The warming bias introduced by the BEST adjustments is illustrated graphically in Figure 10, which plots the trend-line gradients of each of the 86 raw records against the adjustment applied to them. The red line shows what an unbiased homogenization operator passing through 0.0 would look like. The trend line through the BEST adjustments shows an average warming bias of about a degree C relative to this line. (The two outlier records that show near-zero warming and zero adjustment are Bariloche and Bahia Blanca in Argentina. How these records managed to escape unscathed is not known.)
Figure 10: XY plot of raw record trend line gradients for 86 South American stations versus adjustments applied by BEST
Before closing I will briefly touch on two other problems with BEST’s adjustments. The first is that they homogenize the records so strongly that any variations in regional trends that might be present are frequently obliterated. As a result the BEST series are of limited use in studying regional trends.
The second is illustrated in Figure 11, which compares the raw record for the Amazonian city of Manaus with BEST’s adjusted series for the 1.6-degree grid block that Manaus is located in. There are some wild divergences between the raw record and BEST’s grid block series before 1940 but at least they both show similar amounts of warming after then.

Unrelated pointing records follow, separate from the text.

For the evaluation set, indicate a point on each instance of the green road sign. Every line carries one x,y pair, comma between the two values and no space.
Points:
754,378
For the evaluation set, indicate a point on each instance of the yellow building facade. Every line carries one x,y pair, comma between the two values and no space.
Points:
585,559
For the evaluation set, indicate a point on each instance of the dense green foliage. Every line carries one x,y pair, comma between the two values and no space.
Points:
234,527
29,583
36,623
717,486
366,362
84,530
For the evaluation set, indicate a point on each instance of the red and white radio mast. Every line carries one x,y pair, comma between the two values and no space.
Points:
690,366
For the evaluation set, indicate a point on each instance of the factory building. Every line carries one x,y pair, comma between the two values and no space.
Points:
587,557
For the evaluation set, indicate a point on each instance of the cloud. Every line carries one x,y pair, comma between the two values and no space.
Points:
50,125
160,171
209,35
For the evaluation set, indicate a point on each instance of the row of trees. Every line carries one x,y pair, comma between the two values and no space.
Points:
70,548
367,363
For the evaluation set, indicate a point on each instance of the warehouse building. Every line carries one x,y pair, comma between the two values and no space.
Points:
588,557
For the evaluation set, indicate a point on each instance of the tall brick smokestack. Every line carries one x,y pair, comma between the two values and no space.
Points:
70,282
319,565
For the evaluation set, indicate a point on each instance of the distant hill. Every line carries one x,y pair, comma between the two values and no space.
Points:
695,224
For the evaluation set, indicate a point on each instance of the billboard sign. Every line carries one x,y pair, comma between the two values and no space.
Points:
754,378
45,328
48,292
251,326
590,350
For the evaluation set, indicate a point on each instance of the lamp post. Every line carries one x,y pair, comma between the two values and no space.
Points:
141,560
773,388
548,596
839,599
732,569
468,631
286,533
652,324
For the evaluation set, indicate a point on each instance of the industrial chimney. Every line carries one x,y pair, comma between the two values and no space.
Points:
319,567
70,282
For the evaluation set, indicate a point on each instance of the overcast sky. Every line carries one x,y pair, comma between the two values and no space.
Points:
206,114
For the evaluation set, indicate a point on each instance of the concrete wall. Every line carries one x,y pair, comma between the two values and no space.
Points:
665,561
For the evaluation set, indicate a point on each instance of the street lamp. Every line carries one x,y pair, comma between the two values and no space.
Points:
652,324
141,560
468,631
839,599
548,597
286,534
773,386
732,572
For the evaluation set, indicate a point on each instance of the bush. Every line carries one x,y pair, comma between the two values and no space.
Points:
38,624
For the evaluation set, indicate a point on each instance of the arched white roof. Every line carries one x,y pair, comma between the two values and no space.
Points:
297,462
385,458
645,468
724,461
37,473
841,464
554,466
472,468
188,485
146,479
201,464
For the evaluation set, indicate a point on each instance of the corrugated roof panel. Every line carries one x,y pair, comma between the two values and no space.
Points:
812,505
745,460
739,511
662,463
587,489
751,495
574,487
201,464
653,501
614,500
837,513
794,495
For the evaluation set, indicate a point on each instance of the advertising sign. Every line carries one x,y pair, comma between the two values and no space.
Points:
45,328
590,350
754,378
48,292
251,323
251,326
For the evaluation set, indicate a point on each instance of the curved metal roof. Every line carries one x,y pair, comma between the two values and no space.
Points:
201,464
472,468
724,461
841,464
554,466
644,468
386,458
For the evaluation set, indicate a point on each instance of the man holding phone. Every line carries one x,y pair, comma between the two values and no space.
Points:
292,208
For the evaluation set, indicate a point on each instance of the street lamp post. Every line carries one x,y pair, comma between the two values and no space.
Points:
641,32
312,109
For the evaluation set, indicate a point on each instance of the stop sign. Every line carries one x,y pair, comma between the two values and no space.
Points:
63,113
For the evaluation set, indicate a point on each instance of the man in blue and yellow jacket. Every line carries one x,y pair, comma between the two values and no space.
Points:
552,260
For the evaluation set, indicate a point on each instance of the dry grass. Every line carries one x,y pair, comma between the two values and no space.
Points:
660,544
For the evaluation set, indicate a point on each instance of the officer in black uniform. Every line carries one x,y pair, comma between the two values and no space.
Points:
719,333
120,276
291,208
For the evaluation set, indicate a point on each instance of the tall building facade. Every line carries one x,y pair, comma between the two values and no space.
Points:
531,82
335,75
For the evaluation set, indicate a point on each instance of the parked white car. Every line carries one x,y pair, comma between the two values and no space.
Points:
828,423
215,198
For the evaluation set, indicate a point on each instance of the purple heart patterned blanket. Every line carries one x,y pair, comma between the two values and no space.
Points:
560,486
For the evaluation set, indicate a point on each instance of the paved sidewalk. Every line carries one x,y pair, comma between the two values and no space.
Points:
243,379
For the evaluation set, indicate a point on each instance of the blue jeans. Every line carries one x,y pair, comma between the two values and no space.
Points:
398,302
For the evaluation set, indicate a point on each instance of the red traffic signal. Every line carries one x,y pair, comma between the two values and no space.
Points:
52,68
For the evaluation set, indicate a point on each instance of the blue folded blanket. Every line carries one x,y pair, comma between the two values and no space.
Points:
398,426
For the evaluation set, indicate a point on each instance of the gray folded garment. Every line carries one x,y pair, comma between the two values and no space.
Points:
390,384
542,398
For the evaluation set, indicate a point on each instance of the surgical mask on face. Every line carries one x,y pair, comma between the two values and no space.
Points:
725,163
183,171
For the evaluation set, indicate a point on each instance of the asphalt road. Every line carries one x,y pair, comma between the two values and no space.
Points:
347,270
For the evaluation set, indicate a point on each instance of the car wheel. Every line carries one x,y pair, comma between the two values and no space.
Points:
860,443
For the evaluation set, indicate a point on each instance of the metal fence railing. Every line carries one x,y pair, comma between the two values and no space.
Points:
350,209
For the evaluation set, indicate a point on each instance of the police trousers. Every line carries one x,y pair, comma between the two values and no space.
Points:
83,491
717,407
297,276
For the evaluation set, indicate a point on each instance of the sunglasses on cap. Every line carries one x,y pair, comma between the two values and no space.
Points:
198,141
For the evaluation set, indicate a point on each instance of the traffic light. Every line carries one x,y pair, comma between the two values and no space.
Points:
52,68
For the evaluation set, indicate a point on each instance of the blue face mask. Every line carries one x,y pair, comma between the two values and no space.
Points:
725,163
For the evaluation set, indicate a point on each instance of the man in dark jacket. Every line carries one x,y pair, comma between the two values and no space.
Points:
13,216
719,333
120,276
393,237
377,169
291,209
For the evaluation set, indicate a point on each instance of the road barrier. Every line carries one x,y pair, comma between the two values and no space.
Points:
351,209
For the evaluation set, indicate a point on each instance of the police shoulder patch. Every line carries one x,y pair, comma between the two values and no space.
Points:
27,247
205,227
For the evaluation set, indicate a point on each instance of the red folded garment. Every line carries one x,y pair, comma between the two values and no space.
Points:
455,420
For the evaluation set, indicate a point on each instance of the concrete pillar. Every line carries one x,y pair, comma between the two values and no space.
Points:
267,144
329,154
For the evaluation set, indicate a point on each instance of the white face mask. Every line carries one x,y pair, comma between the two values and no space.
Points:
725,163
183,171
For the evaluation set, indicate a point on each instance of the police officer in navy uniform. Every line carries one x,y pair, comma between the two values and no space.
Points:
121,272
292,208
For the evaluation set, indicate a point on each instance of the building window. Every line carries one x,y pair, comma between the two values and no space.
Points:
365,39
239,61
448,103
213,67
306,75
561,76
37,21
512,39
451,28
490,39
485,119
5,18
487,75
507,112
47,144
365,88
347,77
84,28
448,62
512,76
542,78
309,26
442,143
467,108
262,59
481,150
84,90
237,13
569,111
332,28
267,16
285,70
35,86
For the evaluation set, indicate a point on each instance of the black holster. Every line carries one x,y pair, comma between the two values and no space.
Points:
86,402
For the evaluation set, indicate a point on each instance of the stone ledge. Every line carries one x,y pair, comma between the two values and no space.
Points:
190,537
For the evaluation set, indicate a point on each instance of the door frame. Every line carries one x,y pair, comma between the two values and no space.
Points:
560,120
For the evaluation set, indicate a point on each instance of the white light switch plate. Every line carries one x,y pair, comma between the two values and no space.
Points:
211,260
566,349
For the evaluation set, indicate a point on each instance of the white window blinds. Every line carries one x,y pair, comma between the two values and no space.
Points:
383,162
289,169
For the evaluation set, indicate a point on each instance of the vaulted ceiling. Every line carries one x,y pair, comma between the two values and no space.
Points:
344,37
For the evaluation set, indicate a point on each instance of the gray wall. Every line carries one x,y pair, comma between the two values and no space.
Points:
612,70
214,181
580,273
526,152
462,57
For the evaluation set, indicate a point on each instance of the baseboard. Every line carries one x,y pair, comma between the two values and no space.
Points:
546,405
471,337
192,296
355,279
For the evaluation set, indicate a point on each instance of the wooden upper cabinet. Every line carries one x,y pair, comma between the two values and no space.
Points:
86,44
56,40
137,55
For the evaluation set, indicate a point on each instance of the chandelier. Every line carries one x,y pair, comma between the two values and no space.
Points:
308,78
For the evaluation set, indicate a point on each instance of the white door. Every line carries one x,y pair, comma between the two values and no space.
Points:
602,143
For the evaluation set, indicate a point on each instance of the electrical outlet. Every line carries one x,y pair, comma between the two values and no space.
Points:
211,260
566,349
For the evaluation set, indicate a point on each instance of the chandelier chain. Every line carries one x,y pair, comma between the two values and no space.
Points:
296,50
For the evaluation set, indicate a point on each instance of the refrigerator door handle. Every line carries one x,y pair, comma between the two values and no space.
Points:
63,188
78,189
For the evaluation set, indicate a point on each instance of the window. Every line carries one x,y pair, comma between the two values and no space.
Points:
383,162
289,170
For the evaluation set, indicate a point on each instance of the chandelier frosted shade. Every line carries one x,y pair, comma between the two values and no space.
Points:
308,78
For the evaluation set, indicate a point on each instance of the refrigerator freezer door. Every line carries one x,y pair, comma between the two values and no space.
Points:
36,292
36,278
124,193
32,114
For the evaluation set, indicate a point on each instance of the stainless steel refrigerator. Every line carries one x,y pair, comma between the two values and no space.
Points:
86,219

Figure 11: Manaus raw record versus adjusted BEST series for the Mariscal 1.6 degree grid block
The main feature of interest, however, is that Manaus record goes back only as far as 1910 while the Manaus grid block record goes back to 1824. Where does the extra 86 years of data come from? From far away. According to BEST all of the data between 1886 and 1910 were projected into the grid block from stations more than 1000 km from Manaus and almost all of the data before 1886 were projected in from three stations on islands in the Caribbean and Atlantic – St. Clair Trinidad, Codrington Barbados and Saint Vincent. Do we get meaningful results when we project temperatures from these three island records almost 2000 km south into the middle of the Amazon jungle? I suspect not.
Finally comes the question of the quality of the raw records BEST uses to extend temperatures in the Manaus grid block back before 1910. Figure 12 plots some of them up. Words are superfluous.
Figure 12: Raw records used to extend the Manaus grid block record back before 1910.